Zvonimir Dogic talked about dynamic phenomena – things that move and change while consuming energy. Microtubules and microfilaments are useful systems to study… they can be observed directly. Kinesin doing some interesting sliding dynamics. I like that his movies have subtle timestamps in the upper left. His microscopy is so clean. I want to know what scope he was using and how it is maintained. He showed 1mm sized views with beautiful across-the-board quality. The focus stays perfect for a highly extended time. The depletion interaction – PEG exclusion – is a nice way to exclude things to the surface, for instance.
From “Spontaneous motion in hierarchically assembled active matter,” Tim Sanchez, Daniel T. N. Chen, Stephen J. DeCamp, Michael Heymann and Zvonimir Dogic, Nature 491, 431-434 (2012). Scale bars are 20 um.
He showed great movies of microtubule bundles at interfaces forming an actively advexing chaotic gel. Capillary flow actually emerges from the system. The topic turned to the topology of liquid crystal defects which is a surprisingly universal aspect of mathematics.
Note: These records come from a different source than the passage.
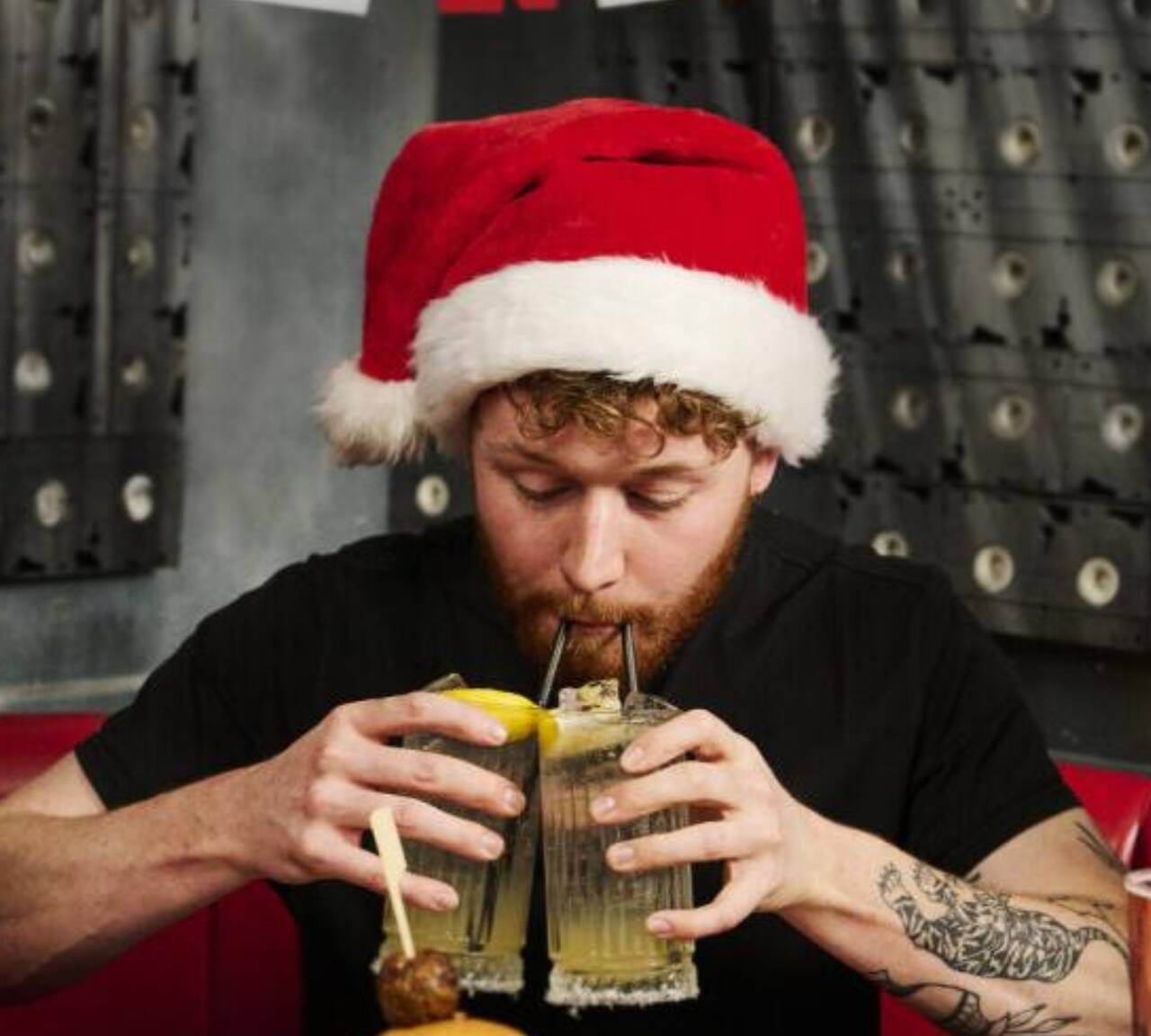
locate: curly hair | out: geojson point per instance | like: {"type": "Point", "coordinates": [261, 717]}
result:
{"type": "Point", "coordinates": [549, 401]}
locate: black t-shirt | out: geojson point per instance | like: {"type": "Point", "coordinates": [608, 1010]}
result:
{"type": "Point", "coordinates": [870, 691]}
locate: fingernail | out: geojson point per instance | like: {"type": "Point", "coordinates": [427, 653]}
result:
{"type": "Point", "coordinates": [602, 807]}
{"type": "Point", "coordinates": [632, 757]}
{"type": "Point", "coordinates": [447, 900]}
{"type": "Point", "coordinates": [513, 800]}
{"type": "Point", "coordinates": [620, 855]}
{"type": "Point", "coordinates": [496, 734]}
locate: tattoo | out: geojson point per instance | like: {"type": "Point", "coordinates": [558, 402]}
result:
{"type": "Point", "coordinates": [979, 933]}
{"type": "Point", "coordinates": [966, 1016]}
{"type": "Point", "coordinates": [1090, 838]}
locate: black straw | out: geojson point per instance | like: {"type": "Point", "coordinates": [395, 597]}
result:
{"type": "Point", "coordinates": [631, 676]}
{"type": "Point", "coordinates": [558, 653]}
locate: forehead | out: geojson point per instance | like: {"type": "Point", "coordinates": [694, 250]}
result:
{"type": "Point", "coordinates": [496, 433]}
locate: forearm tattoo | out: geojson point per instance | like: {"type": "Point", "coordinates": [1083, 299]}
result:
{"type": "Point", "coordinates": [965, 1014]}
{"type": "Point", "coordinates": [979, 933]}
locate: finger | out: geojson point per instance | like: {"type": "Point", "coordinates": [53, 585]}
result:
{"type": "Point", "coordinates": [331, 853]}
{"type": "Point", "coordinates": [433, 775]}
{"type": "Point", "coordinates": [687, 783]}
{"type": "Point", "coordinates": [736, 901]}
{"type": "Point", "coordinates": [423, 711]}
{"type": "Point", "coordinates": [352, 808]}
{"type": "Point", "coordinates": [695, 844]}
{"type": "Point", "coordinates": [698, 732]}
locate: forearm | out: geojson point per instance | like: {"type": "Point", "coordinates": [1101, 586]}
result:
{"type": "Point", "coordinates": [76, 891]}
{"type": "Point", "coordinates": [969, 958]}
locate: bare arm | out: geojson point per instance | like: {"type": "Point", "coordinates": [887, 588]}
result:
{"type": "Point", "coordinates": [81, 884]}
{"type": "Point", "coordinates": [78, 884]}
{"type": "Point", "coordinates": [1037, 944]}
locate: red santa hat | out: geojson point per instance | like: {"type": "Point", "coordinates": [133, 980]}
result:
{"type": "Point", "coordinates": [599, 235]}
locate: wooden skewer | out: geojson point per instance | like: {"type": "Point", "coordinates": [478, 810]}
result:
{"type": "Point", "coordinates": [391, 855]}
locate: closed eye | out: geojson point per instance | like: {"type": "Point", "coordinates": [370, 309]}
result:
{"type": "Point", "coordinates": [650, 504]}
{"type": "Point", "coordinates": [540, 496]}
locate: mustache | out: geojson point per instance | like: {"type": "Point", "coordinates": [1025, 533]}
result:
{"type": "Point", "coordinates": [582, 609]}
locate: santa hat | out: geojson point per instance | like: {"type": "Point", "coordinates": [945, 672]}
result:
{"type": "Point", "coordinates": [597, 235]}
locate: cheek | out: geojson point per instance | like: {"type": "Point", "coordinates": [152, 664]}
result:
{"type": "Point", "coordinates": [670, 556]}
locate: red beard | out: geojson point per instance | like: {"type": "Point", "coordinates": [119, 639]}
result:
{"type": "Point", "coordinates": [595, 654]}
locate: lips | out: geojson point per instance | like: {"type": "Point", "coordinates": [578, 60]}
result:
{"type": "Point", "coordinates": [592, 628]}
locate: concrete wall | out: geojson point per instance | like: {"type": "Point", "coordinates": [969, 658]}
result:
{"type": "Point", "coordinates": [299, 114]}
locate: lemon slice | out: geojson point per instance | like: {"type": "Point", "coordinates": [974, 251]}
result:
{"type": "Point", "coordinates": [519, 715]}
{"type": "Point", "coordinates": [566, 734]}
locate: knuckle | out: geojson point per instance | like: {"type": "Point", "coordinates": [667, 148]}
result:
{"type": "Point", "coordinates": [699, 778]}
{"type": "Point", "coordinates": [426, 769]}
{"type": "Point", "coordinates": [406, 815]}
{"type": "Point", "coordinates": [329, 757]}
{"type": "Point", "coordinates": [724, 917]}
{"type": "Point", "coordinates": [317, 798]}
{"type": "Point", "coordinates": [311, 847]}
{"type": "Point", "coordinates": [340, 719]}
{"type": "Point", "coordinates": [714, 844]}
{"type": "Point", "coordinates": [415, 708]}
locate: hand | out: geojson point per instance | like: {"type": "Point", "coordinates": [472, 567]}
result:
{"type": "Point", "coordinates": [746, 818]}
{"type": "Point", "coordinates": [303, 812]}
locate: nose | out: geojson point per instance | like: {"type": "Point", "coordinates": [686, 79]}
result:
{"type": "Point", "coordinates": [593, 558]}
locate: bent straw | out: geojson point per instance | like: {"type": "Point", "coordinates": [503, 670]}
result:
{"type": "Point", "coordinates": [391, 855]}
{"type": "Point", "coordinates": [558, 653]}
{"type": "Point", "coordinates": [479, 933]}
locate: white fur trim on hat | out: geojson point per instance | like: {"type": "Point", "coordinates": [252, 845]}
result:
{"type": "Point", "coordinates": [370, 422]}
{"type": "Point", "coordinates": [637, 319]}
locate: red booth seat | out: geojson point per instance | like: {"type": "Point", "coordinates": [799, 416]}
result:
{"type": "Point", "coordinates": [233, 969]}
{"type": "Point", "coordinates": [1120, 804]}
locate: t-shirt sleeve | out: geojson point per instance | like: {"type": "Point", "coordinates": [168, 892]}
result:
{"type": "Point", "coordinates": [982, 773]}
{"type": "Point", "coordinates": [218, 703]}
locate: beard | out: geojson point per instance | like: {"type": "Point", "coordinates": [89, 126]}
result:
{"type": "Point", "coordinates": [593, 655]}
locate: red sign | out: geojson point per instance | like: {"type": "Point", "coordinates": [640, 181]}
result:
{"type": "Point", "coordinates": [493, 6]}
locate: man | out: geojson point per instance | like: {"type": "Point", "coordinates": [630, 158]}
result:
{"type": "Point", "coordinates": [603, 305]}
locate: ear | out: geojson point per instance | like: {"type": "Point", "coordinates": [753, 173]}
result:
{"type": "Point", "coordinates": [763, 469]}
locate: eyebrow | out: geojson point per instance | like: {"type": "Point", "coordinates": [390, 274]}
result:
{"type": "Point", "coordinates": [668, 469]}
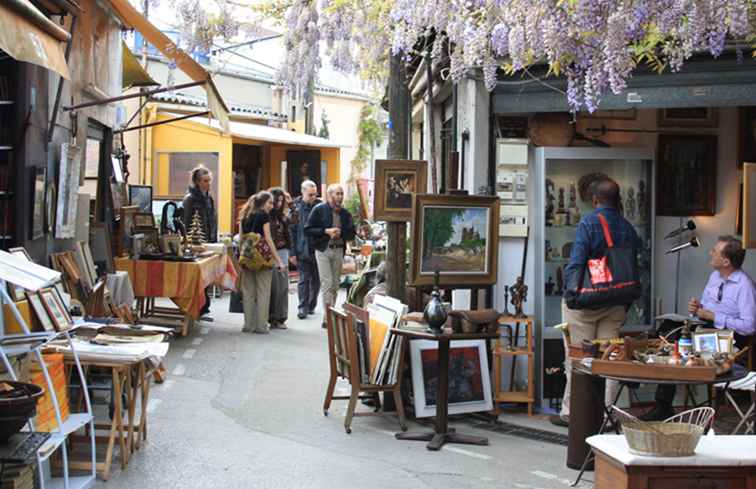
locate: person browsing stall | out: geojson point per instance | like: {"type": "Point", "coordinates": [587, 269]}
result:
{"type": "Point", "coordinates": [303, 254]}
{"type": "Point", "coordinates": [590, 243]}
{"type": "Point", "coordinates": [256, 284]}
{"type": "Point", "coordinates": [198, 200]}
{"type": "Point", "coordinates": [329, 227]}
{"type": "Point", "coordinates": [728, 301]}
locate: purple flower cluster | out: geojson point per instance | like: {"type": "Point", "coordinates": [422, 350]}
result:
{"type": "Point", "coordinates": [594, 43]}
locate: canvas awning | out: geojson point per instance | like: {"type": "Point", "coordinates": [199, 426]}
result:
{"type": "Point", "coordinates": [274, 135]}
{"type": "Point", "coordinates": [183, 61]}
{"type": "Point", "coordinates": [27, 35]}
{"type": "Point", "coordinates": [133, 73]}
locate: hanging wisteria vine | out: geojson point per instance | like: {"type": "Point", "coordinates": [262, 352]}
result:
{"type": "Point", "coordinates": [595, 44]}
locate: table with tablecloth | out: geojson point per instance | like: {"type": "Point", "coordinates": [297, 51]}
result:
{"type": "Point", "coordinates": [183, 282]}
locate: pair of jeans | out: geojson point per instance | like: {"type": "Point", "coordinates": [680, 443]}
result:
{"type": "Point", "coordinates": [256, 299]}
{"type": "Point", "coordinates": [329, 268]}
{"type": "Point", "coordinates": [279, 291]}
{"type": "Point", "coordinates": [309, 284]}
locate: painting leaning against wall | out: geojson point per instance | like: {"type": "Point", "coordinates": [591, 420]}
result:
{"type": "Point", "coordinates": [456, 235]}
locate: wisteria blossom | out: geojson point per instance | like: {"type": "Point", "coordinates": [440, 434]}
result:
{"type": "Point", "coordinates": [595, 44]}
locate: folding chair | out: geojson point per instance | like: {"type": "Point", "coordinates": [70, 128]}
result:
{"type": "Point", "coordinates": [748, 383]}
{"type": "Point", "coordinates": [344, 363]}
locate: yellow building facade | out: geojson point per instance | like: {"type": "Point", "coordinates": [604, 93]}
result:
{"type": "Point", "coordinates": [249, 158]}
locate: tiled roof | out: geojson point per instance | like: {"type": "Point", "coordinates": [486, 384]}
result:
{"type": "Point", "coordinates": [196, 101]}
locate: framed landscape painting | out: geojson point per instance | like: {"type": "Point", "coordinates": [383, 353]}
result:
{"type": "Point", "coordinates": [469, 378]}
{"type": "Point", "coordinates": [395, 183]}
{"type": "Point", "coordinates": [456, 235]}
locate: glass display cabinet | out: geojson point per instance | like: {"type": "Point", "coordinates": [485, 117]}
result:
{"type": "Point", "coordinates": [562, 176]}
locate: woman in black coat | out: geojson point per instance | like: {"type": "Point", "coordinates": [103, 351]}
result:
{"type": "Point", "coordinates": [198, 200]}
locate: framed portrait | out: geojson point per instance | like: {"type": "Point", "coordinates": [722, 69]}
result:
{"type": "Point", "coordinates": [456, 235]}
{"type": "Point", "coordinates": [144, 220]}
{"type": "Point", "coordinates": [686, 175]}
{"type": "Point", "coordinates": [469, 378]}
{"type": "Point", "coordinates": [35, 301]}
{"type": "Point", "coordinates": [395, 183]}
{"type": "Point", "coordinates": [38, 206]}
{"type": "Point", "coordinates": [50, 201]}
{"type": "Point", "coordinates": [706, 342]}
{"type": "Point", "coordinates": [746, 135]}
{"type": "Point", "coordinates": [141, 196]}
{"type": "Point", "coordinates": [749, 205]}
{"type": "Point", "coordinates": [610, 114]}
{"type": "Point", "coordinates": [16, 292]}
{"type": "Point", "coordinates": [55, 308]}
{"type": "Point", "coordinates": [687, 117]}
{"type": "Point", "coordinates": [118, 193]}
{"type": "Point", "coordinates": [302, 165]}
{"type": "Point", "coordinates": [68, 191]}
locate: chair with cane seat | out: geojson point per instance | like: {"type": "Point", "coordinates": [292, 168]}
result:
{"type": "Point", "coordinates": [344, 362]}
{"type": "Point", "coordinates": [748, 383]}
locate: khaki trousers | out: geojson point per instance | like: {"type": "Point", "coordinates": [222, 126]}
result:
{"type": "Point", "coordinates": [590, 324]}
{"type": "Point", "coordinates": [329, 269]}
{"type": "Point", "coordinates": [256, 299]}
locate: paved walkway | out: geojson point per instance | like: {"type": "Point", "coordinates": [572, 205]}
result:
{"type": "Point", "coordinates": [245, 411]}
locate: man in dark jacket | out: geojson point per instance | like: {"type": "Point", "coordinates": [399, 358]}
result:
{"type": "Point", "coordinates": [590, 243]}
{"type": "Point", "coordinates": [329, 227]}
{"type": "Point", "coordinates": [303, 254]}
{"type": "Point", "coordinates": [198, 200]}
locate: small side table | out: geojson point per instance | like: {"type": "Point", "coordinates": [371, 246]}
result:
{"type": "Point", "coordinates": [720, 462]}
{"type": "Point", "coordinates": [515, 350]}
{"type": "Point", "coordinates": [442, 434]}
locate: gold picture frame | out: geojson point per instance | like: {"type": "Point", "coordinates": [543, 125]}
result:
{"type": "Point", "coordinates": [43, 317]}
{"type": "Point", "coordinates": [687, 117]}
{"type": "Point", "coordinates": [56, 309]}
{"type": "Point", "coordinates": [396, 181]}
{"type": "Point", "coordinates": [458, 235]}
{"type": "Point", "coordinates": [749, 205]}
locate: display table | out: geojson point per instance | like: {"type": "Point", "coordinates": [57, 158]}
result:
{"type": "Point", "coordinates": [442, 434]}
{"type": "Point", "coordinates": [183, 282]}
{"type": "Point", "coordinates": [720, 462]}
{"type": "Point", "coordinates": [580, 419]}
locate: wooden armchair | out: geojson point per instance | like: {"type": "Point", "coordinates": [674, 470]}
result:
{"type": "Point", "coordinates": [344, 362]}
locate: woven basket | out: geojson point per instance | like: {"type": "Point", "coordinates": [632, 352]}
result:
{"type": "Point", "coordinates": [677, 436]}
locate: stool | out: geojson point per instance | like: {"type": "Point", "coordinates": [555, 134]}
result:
{"type": "Point", "coordinates": [748, 383]}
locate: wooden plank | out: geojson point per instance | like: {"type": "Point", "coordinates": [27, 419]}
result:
{"type": "Point", "coordinates": [633, 370]}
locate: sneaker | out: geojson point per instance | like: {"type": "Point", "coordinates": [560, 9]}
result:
{"type": "Point", "coordinates": [558, 420]}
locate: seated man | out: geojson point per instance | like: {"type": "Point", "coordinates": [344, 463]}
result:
{"type": "Point", "coordinates": [728, 301]}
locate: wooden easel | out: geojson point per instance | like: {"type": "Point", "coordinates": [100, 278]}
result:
{"type": "Point", "coordinates": [514, 351]}
{"type": "Point", "coordinates": [344, 363]}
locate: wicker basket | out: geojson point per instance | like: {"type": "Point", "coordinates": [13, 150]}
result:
{"type": "Point", "coordinates": [677, 436]}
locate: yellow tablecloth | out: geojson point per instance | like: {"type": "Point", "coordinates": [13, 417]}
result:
{"type": "Point", "coordinates": [183, 282]}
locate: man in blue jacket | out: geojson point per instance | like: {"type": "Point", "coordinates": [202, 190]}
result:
{"type": "Point", "coordinates": [329, 227]}
{"type": "Point", "coordinates": [590, 243]}
{"type": "Point", "coordinates": [304, 255]}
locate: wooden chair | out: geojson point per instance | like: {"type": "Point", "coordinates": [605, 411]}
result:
{"type": "Point", "coordinates": [344, 363]}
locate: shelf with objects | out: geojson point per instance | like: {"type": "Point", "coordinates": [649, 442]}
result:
{"type": "Point", "coordinates": [563, 176]}
{"type": "Point", "coordinates": [17, 272]}
{"type": "Point", "coordinates": [163, 258]}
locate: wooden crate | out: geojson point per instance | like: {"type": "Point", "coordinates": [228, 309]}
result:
{"type": "Point", "coordinates": [634, 370]}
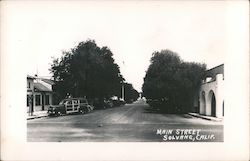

Jonathan Doye talked about mechanical properties of DNA as modeled in a medium-grain simulation. The model is a simplified version of DNA that is still being improved to incorporate the finer features of DNA structure. But the coarse features – pairing, stiffness, etc. – are still useful. Including modeling origami and nanodevices like a walker. But one reasonable model conclusion was that mismatches can accelerate the rearrangement to the minimum. It looks lime this model might explain the some strange phenomena talked about at DNA19 by Niranjan Srinivas that showed an anomalously slow kinetic step in the strand displacement reaction.
Damien Woods talked about self-replicating nanostructures. He wanted to make a soup of DNA that could form into a long tubule, but would do so incredibly slowly unless there were little tubule seeds floating around. He then introduced some seeds; tubules grew. Even better, as they grew really big they could be made to break in half and thus create more tubes.
Carlos Castro showed some very dynamic 3D DNA origami structures which were very pretty. The assembled TEM movies make it seem very tangible. The structures could in principle be used to do some force spectroscopy by exploiting the entropic spring properties of ssDNA.
I was very happy to see Niranjan Srinivas from the Winfree lab give his talk on the kinetics of strand displacement. I have been trying to remember the details since DNA19. There are some anomalies in the rates of certain steps of toehold mediated strand displacement that are very counterintuitive. I gather that the issue is some subtle rearrangement that is captured by the models shown in Jonathan Doye’s talk.
Katherine Willets and Joel Harris talked about analyzing surface bound fluorescent DNA which was very informative. Making dyes that can be turned off is obviously very important. Inverse DNA-PAINT with temporary quenchers might be an interesting solution to some of the high-density issues that prevent good localization of the Gaussian centroid.
Ibuki Kawamata talked about some DNA crosslinked gels and showed some interesting results where a steel ball would be suspended on top of a gel, giving a quantitative readout of its degree of crosslinking. Could one analyze a movie of a steel ball falling through a gel (or use a magnetic sensor?) and compute the viscosity? That would be a pretty convenient viscometer.